The falling soot particles seemed to hang in the air like frozen diamonds. He could see the individual fibers of the hound's dark fur bristling. He saw the way its rear-left hock spasmed just before it left the ground.

Now.

Gu Hanzhou didn't retreat. He stepped into the beast's arc. It was a suicidal move for anyone else, but the slowed perception gave him the window he needed. As the Shadow Hound sailed over him, its soft underbelly exposed, Gu Hanzhou drove the rusted rebar upward with every ounce of his mutated strength.

PLU-SHEK!

The iron rod buried itself deep into the creature's chest. The hound's own momentum did the work, ripping a jagged red-black trench from its sternum to its hindquarters.

A spray of foul, boiling blood drenched Gu Hanzhou's face. It burned like acid, but he didn't flinch. The beast crashed into the dirt, shrieking a sound that could peel paint.

Gu Hanzhou didn't give it a second to recover. He scrambled onto the thrashing monster's back, locking his legs around its torso, and drove the rebar into the base of its skull. Again. And again. And again.

He stabbed until the iron hit the stone floor through the creature's head. He stabbed until his arms turned to lead and the hound's body finally went limp.

Gu Hanzhou slumped back, sitting in the puddle of cooling, black ichor. His chest was heaving, his lungs burning as if he'd swallowed live coals.

The heat in his veins was no longer a dull ache; it was a roaring furnace.

He ripped open his tattered, grease-stained shirt. Directly over his heart, a faint, pulsing crimson vein was glowing beneath the skin. It branched out like a web of lightning, crawling toward his throat.

The First Awakening: The Smoldering Phase.

In this godforsaken world, where the sun was a myth and hope was a crime, he had finally secured his first ticket to the game. He was no longer just fuel. He was a spark.
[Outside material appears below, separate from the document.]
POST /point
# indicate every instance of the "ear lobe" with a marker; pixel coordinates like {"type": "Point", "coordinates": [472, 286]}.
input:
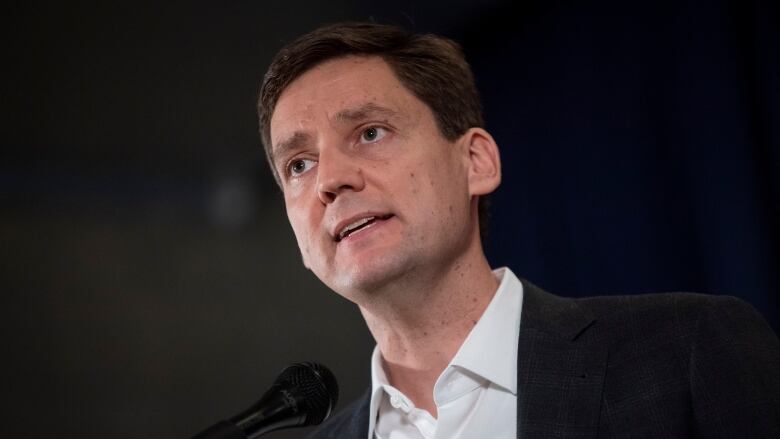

"You told me, Mom..." Gu Hanzhou wiped the foul sludge from his eyes, his gaze hardening into something colder than the alloy armor of the guards. "You said survival always has a price. I'm ready to pay."

He stood up, his bones groaning in protest. He didn't look back at the carcass. He knew the scent of blood would bring the rest of the pack—and soon, the Legion's 'Purification' teams.

But he didn't run. He simply walked deeper into the dark, toward the Waste Pit.

In the Night Furnace, you didn't hide from the monsters. You became the thing that made the monsters afraid to close their eyes.